On June 17, 2015, white supremacist Dylann Roof gunned down a congregation at Emanuel African Methodist Episcopal Church, leaving nine dead. Now federal prosecutors are pursuing the death penalty against him, and the families of the victims accept this measure. Some, in fact, welcome it.
According to AP, some family members are arguing that peace of mind will only come with Roof’s death. Arthur Hurd, whose wife Cynthia was killed in the massacre, agrees.
“‘What would give me full closure would be if I were the one who pushed the plunger on the lethal injection, or if I were the one to pull the switch on the electric chair, or if I were the one to open the valve on the gas chamber,’ he told the Associated Press. When ‘Roof’s body is cold, sleeping in the ground — that’s closure.’”

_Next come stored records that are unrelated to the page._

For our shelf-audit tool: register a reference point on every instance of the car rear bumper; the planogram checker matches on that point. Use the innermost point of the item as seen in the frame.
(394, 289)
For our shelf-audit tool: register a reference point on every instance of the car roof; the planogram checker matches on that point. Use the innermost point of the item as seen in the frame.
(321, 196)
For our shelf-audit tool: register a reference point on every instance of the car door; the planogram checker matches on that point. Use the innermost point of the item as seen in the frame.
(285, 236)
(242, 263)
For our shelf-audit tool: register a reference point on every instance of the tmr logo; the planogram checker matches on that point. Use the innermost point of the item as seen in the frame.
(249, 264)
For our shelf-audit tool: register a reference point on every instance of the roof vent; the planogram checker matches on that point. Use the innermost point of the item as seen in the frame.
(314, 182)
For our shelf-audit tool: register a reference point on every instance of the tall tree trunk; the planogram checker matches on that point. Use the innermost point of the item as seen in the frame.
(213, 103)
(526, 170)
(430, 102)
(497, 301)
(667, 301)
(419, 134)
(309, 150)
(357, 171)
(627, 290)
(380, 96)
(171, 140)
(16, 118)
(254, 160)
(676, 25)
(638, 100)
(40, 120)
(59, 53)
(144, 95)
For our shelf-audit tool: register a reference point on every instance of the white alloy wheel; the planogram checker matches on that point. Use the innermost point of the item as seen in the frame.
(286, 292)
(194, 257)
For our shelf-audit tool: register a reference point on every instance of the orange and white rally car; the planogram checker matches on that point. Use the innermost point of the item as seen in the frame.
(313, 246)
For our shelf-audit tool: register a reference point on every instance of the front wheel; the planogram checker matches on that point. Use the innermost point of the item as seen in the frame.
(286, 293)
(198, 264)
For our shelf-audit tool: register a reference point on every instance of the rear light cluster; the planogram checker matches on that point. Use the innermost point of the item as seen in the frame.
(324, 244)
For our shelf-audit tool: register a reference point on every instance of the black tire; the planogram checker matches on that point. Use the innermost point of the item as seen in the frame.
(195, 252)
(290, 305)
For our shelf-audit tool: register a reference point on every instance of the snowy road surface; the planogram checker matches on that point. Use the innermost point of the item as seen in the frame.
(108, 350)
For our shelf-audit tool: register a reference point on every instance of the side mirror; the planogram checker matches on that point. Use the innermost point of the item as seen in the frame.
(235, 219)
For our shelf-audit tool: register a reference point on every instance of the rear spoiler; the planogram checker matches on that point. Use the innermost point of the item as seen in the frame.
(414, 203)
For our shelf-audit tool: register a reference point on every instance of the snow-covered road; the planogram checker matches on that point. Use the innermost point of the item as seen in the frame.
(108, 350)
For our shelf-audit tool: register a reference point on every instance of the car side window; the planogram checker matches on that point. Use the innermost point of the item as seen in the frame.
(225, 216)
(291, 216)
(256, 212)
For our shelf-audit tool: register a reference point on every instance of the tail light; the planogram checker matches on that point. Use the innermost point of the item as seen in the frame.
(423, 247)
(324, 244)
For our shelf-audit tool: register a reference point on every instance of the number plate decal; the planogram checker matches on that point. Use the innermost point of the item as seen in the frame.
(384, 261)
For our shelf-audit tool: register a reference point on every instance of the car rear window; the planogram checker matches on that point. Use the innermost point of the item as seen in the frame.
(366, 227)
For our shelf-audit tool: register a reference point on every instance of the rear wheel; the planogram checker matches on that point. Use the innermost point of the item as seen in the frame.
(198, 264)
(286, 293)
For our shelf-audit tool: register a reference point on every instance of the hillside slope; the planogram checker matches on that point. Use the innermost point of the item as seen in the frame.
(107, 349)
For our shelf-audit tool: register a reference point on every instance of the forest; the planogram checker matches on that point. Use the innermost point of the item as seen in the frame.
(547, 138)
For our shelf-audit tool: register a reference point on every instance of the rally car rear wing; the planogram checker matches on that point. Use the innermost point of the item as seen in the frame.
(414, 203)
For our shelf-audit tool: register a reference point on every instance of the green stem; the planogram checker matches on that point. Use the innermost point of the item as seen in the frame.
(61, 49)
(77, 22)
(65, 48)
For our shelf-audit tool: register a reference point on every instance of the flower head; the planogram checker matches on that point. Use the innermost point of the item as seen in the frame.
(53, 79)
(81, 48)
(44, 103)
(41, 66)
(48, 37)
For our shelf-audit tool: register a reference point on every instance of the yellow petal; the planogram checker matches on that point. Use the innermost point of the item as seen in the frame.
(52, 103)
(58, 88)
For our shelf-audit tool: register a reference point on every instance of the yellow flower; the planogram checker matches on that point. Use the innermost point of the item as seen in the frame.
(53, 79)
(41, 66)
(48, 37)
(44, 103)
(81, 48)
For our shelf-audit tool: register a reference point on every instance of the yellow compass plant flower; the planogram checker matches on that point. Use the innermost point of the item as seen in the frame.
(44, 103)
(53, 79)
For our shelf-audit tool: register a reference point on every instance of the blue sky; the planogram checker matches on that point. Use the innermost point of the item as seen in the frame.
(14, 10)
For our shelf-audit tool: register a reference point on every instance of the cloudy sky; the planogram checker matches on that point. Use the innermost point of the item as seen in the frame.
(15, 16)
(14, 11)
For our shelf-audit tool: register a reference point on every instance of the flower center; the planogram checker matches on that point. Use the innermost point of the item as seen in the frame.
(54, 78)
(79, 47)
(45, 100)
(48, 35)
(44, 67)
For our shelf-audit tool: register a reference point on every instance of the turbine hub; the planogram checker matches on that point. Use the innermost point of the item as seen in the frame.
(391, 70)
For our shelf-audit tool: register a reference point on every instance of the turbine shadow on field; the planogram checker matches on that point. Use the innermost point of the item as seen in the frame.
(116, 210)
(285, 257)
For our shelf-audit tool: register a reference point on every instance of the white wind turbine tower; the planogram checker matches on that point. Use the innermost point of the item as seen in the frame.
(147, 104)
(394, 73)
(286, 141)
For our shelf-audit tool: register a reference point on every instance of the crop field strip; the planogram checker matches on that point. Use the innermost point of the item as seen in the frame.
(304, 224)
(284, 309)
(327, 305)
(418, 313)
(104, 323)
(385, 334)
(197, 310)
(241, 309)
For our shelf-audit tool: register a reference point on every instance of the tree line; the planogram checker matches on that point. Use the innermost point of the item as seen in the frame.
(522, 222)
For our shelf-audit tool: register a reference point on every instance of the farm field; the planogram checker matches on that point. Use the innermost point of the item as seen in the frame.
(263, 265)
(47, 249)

Among the various charges against him, Roof will be tried for hate crimes and faces the death penalty at the state level as well as the federal level. The date for the federal trial has not been scheduled, though Roof will be tried in South Carolina’s state court next year. The state executed its last prisoner in 2011. In the last five years it has become increasingly difficult to obtain the drugs necessary for lethal injection.
Roof, who attended the majority of the congregation’s Bible study before opening fire, will allegedly plead guilty if it means being spared from the death penalty.